Lucy Lloyd: A lot of our clients come to us because they want to solve a diversity/inclusion issue. It's not always about women, but often it is. I guess we have an expression we use internally, which is, "You don't want to create special programmes for special people." By that we mean we don't want to stream people off. Instead, you want to cross-pollinate.

Lucy Lloyd: And so as well as having senior men mentor junior women, you actually want senior women mentoring junior men as well, because that's how you actually create generational change, by having the women in the position of power so you're not kind of reinforcing the same stereotypes again and again.

Lucy Lloyd: We also, I guess with the way Mentorloop is built, it's about making the unobvious connections more obvious as well, because historically in mentoring, it happens from a beautiful place. It's someone senior recognises something of themselves, and someone junior takes them under their wing, but it means that like is always mentoring like, and you're getting these same advocacy pathways being trodden, where essential white dudes are getting the fast track. So mentoring is a great way to break this down.

Lucy Lloyd: I think the Mentor Her movement is a beautiful movement. It's for men and women to commit to mentoring more younger women coming up the rungs. But when I look at this problem of diversity in tech that people are talking about, I think the problem is with the definition of tech. I think that women are in droves, they are owning… this social influencer market, but it's just because they're not engineers, they're excluded from the definition.

Lucy Lloyd: And so there's a phrase we hear a lot, well we used to hear a lot when we were swimming in accelerator circles, which was “are they non-tech founders?” - it's like, "Yeah, but we're marketing founders," or, "We're sales founders." It's not that we're non-tech founders.

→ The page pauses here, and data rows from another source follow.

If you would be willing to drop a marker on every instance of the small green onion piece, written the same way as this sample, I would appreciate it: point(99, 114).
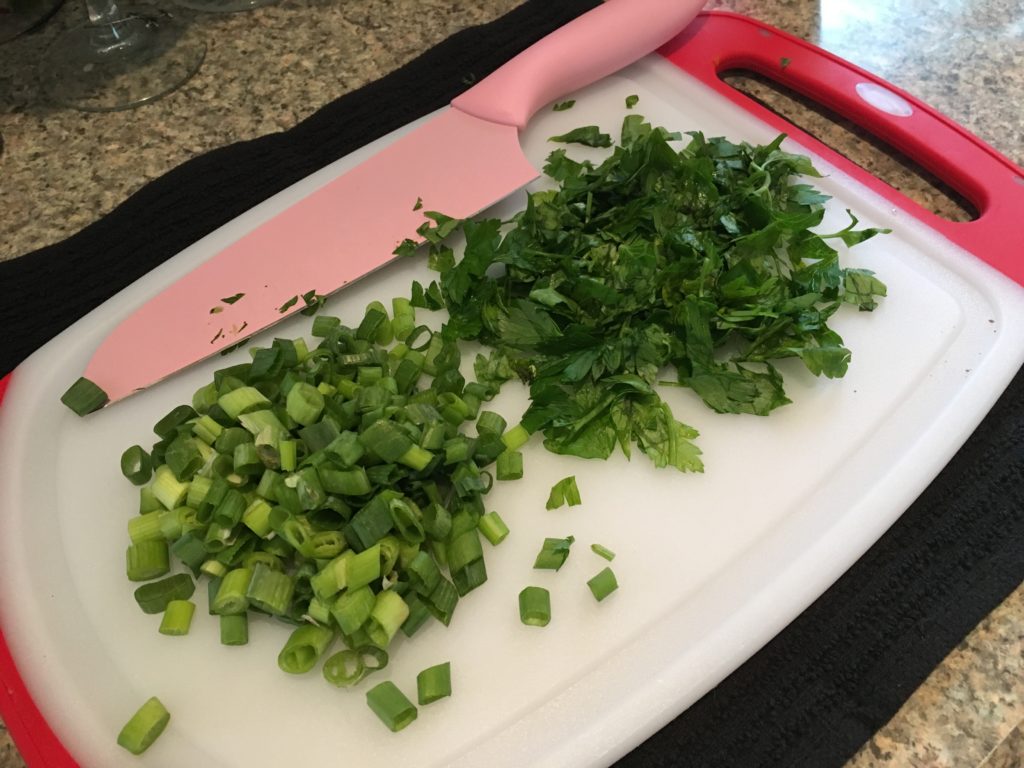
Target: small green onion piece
point(516, 437)
point(168, 489)
point(207, 429)
point(242, 400)
point(246, 459)
point(553, 553)
point(146, 559)
point(488, 421)
point(144, 727)
point(304, 403)
point(198, 489)
point(317, 611)
point(83, 397)
point(603, 584)
point(136, 465)
point(466, 561)
point(289, 455)
point(177, 617)
point(433, 683)
point(235, 629)
point(535, 606)
point(423, 573)
point(442, 601)
point(270, 590)
point(564, 492)
point(509, 465)
point(386, 617)
point(419, 613)
point(303, 648)
point(154, 597)
point(345, 481)
point(146, 527)
point(352, 608)
point(178, 415)
point(391, 706)
point(331, 579)
point(230, 597)
point(324, 325)
point(493, 527)
point(147, 501)
point(213, 568)
point(344, 669)
point(256, 517)
point(364, 568)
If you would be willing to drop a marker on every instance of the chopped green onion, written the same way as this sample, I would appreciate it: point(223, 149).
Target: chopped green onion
point(433, 683)
point(303, 648)
point(144, 726)
point(177, 617)
point(553, 553)
point(242, 400)
point(364, 567)
point(493, 527)
point(391, 706)
point(603, 584)
point(231, 595)
point(516, 437)
point(233, 629)
point(344, 669)
point(146, 559)
point(509, 465)
point(269, 590)
point(388, 613)
point(304, 403)
point(168, 488)
point(564, 492)
point(535, 606)
point(352, 608)
point(136, 465)
point(83, 397)
point(155, 596)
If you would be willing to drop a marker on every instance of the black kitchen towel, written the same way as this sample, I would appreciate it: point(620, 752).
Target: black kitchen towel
point(814, 694)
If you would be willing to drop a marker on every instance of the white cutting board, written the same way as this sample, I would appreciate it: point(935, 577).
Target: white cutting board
point(711, 566)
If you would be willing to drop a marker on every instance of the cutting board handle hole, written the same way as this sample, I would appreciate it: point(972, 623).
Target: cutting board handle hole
point(855, 143)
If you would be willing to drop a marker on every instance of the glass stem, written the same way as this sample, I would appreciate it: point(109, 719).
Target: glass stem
point(102, 11)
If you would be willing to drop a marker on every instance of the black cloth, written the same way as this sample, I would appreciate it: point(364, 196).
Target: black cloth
point(815, 693)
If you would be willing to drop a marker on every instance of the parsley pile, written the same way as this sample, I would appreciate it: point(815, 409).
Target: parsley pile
point(698, 260)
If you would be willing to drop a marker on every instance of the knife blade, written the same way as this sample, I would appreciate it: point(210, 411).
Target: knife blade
point(351, 225)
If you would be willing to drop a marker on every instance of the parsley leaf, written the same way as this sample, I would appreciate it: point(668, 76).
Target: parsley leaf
point(675, 252)
point(589, 135)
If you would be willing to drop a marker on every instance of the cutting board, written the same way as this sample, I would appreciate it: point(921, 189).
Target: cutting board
point(711, 565)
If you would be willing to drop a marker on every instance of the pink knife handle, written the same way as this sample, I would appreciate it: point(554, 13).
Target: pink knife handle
point(720, 41)
point(588, 48)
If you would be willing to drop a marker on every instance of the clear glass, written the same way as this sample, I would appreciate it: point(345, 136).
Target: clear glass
point(121, 58)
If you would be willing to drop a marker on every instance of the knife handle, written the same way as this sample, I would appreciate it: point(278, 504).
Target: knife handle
point(600, 42)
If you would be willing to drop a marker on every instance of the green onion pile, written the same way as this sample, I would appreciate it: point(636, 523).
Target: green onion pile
point(334, 489)
point(327, 487)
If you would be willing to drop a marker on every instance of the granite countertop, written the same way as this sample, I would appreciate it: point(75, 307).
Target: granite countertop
point(267, 69)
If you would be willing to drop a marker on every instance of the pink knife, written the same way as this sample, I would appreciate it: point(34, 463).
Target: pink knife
point(351, 225)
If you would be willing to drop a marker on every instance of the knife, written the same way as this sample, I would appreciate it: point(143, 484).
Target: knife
point(351, 225)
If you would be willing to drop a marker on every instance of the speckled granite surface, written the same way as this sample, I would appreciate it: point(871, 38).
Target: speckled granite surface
point(267, 69)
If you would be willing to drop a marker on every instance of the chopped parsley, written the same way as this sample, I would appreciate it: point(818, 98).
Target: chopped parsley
point(693, 260)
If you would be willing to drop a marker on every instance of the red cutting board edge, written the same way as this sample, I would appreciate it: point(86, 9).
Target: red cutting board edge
point(728, 41)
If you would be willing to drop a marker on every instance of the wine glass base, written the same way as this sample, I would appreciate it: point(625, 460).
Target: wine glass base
point(122, 64)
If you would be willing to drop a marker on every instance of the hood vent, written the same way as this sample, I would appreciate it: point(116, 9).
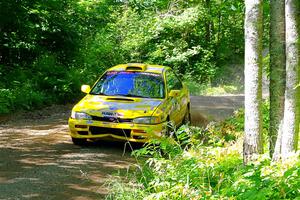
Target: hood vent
point(118, 99)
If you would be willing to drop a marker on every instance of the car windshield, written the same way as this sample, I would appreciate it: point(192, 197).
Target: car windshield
point(130, 83)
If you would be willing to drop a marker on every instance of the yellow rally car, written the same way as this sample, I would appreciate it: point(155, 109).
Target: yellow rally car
point(130, 102)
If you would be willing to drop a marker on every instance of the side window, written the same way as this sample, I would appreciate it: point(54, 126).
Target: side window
point(173, 83)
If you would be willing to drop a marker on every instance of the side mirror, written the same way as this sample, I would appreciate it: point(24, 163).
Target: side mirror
point(174, 93)
point(85, 88)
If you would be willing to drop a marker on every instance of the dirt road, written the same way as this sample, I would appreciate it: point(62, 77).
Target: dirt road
point(39, 161)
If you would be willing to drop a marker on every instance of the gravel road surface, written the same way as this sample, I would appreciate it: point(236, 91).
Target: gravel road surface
point(39, 161)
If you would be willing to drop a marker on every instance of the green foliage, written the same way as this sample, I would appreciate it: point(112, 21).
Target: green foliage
point(206, 163)
point(54, 46)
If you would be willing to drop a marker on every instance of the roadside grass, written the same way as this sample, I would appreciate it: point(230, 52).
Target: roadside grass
point(206, 163)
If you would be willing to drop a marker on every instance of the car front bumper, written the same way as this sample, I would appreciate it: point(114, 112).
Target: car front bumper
point(91, 129)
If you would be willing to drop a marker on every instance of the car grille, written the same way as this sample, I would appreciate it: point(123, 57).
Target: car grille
point(111, 119)
point(115, 131)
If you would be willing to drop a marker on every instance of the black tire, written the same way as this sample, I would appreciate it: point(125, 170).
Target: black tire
point(79, 141)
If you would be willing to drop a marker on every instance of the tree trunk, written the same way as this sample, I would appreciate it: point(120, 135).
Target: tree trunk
point(253, 79)
point(277, 73)
point(291, 104)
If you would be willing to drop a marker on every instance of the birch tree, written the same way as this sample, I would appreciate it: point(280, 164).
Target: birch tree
point(253, 79)
point(277, 72)
point(291, 104)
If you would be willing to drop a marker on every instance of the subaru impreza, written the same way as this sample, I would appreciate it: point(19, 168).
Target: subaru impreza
point(130, 102)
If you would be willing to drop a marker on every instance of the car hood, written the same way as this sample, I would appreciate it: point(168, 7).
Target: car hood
point(117, 106)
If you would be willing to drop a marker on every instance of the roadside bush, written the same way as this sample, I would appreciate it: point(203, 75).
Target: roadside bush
point(206, 163)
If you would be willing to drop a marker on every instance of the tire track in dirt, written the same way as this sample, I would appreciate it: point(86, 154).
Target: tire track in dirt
point(39, 161)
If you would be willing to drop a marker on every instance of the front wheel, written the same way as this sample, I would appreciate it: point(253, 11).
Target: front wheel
point(79, 141)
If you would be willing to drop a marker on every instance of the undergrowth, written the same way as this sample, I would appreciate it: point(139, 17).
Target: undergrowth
point(206, 163)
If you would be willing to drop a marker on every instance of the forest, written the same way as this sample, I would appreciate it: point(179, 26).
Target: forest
point(48, 49)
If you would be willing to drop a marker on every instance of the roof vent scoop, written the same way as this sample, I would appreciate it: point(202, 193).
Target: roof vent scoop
point(136, 67)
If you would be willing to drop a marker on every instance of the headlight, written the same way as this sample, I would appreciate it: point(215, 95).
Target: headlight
point(80, 115)
point(146, 120)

We're founders who can sell.

Lucy Lloyd: I think that it's just about we are all in the tech industry, it's just that some of us are in reputation management, while some of us are in branding. They're the jobs that the women are doing, and they're doing them really well.

Kris: I want to stop for a minute because Lucy’s point on non-technical founders is really important. When you’re building any company it’s vital to have the right experience at the top. The truth is not every developer is that great at selling their products, leading staff, or managing finances… and without those elements it’s unlikely you’ll have a successful business. There are many examples of successful startups who have thrived despite not having a so-called technical founder. And Lucy says having non-coders leading a company can be critical, especially once you start to scale.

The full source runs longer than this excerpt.